The new plan, outlined in documents obtained by USA TODAY, would roll back an Obama administration executive order that blocked armored vehicles, large-caliber weapons, ammunition and other heavy equipment from being re-purposed from foreign battlefields to America’s streets.
On Monday, Attorney General Jeff Sessions is scheduled to address the annual meeting of the Fraternal Order of Police, the nation’s largest police union, and he may outline the program changes there.
Administration officials did not immediately respond to requests for comment.
However, the administration’s action would restore “the full scope of a longstanding program for recycling surplus, lifesaving gear from the Department of Defense, along with restoring the full scope of grants used to purchase this type of equipment from other sources,” according to an administration summary of the new program recently circulated to some law enforcement groups.
“Assets that would otherwise be scrapped can be re-purposed to help state, local and tribal law enforcement better protect public safety and reduce crime.”
Many law enforcement organizations have lobbied for a reversal of Obama’s policy. They’ve argued that access to this equipment was needed to better respond to increasing social unrest and violence. Moreover, many smaller agencies simply do not have budgeted monies for this kind of capital expense.
The practice of military surplus incurred a black eye in 2014 during the Ferguson riots, according to groups that were unsupportive law enforcement efforts.
The deployment of such equipment, President Obama argued at the time, cast the police as an “occupying force,” deepening a divide between police and a wary community.
“We’ve seen how militarized gear can sometimes give people a feeling like they’re an occupying force, as opposed to a force that’s part of the community that’s protecting them and serving them,” Obama said in announcing the ban in 2015.
The military gear ban was among a host of policing reform recommendations to flow from a White House advisory group formed in the aftermath of the Ferguson rioting.
The Task Force on 21st Century Policing, chaired by former Philadelphia Police Commissioner Charles Ramsey and Laurie Robinson, a former assistant attorney general, called on law enforcement officials to “minimize the appearance of a military operation” when policing mass demonstrations.
“Avoid using provocative tactics and equipment that undermine civilian trust,” the task force urged.
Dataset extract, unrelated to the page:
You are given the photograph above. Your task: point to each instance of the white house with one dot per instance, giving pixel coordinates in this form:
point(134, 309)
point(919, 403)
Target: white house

Yet the people making these recommendations are not the officers in harms way. Perhaps if they were as aggressively dissuading the actions of rioters as they were of the police response, the equipment would not be necessary. But it is.
The surplus sharing agreement, also known as the “1033 program,” was created by Congress nearly 30 years ago as part of the National Defense Authorization Act. It was originally intended to assist local law enforcement in drug investigations.
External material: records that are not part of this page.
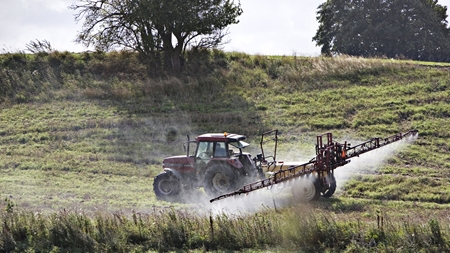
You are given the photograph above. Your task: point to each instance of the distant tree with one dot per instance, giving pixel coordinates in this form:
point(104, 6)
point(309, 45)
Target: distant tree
point(414, 29)
point(38, 46)
point(154, 26)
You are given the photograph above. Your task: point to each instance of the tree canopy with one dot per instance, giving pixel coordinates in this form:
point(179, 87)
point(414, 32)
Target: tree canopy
point(154, 26)
point(413, 29)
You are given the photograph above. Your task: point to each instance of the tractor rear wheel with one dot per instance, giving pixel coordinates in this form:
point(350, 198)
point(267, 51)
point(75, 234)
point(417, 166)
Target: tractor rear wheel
point(166, 186)
point(218, 180)
point(306, 189)
point(330, 187)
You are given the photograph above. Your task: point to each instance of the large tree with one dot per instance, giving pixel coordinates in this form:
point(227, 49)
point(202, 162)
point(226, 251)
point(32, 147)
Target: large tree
point(414, 29)
point(154, 26)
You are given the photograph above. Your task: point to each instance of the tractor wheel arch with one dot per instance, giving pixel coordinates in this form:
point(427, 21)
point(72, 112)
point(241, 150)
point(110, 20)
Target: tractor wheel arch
point(167, 185)
point(220, 179)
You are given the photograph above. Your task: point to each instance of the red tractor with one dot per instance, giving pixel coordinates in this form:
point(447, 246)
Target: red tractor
point(218, 165)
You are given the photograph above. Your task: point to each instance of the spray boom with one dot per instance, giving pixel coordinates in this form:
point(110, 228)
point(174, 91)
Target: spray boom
point(318, 173)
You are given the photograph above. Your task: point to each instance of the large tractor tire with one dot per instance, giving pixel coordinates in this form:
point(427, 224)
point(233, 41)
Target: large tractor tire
point(219, 180)
point(329, 189)
point(306, 189)
point(166, 186)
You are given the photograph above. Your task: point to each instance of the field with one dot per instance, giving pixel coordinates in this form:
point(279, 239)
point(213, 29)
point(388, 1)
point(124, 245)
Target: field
point(83, 135)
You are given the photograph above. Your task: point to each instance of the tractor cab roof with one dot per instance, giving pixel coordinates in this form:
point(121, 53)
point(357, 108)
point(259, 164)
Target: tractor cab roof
point(234, 139)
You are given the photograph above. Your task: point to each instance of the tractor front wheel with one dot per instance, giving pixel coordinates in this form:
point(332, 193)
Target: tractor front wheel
point(219, 180)
point(306, 189)
point(166, 186)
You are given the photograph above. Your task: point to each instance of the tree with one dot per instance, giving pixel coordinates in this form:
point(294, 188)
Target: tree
point(154, 26)
point(415, 29)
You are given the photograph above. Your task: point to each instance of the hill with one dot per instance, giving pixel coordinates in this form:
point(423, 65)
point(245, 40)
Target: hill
point(86, 133)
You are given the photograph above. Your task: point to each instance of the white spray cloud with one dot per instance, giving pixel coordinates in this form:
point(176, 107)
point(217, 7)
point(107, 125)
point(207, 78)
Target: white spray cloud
point(279, 195)
point(371, 161)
The program was expanded in 1997 to include all local law enforcement operations, including counter-terrorism. Since then, according to the government, more than $5 billion in gear has been transferred to state, local and tribal law enforcement agencies.
“Much of the equipment provided through the 1033 program is entirely defensive in nature … that protects officers in active shooter scenarios and other dangerous situations,” the Trump administration proposal says.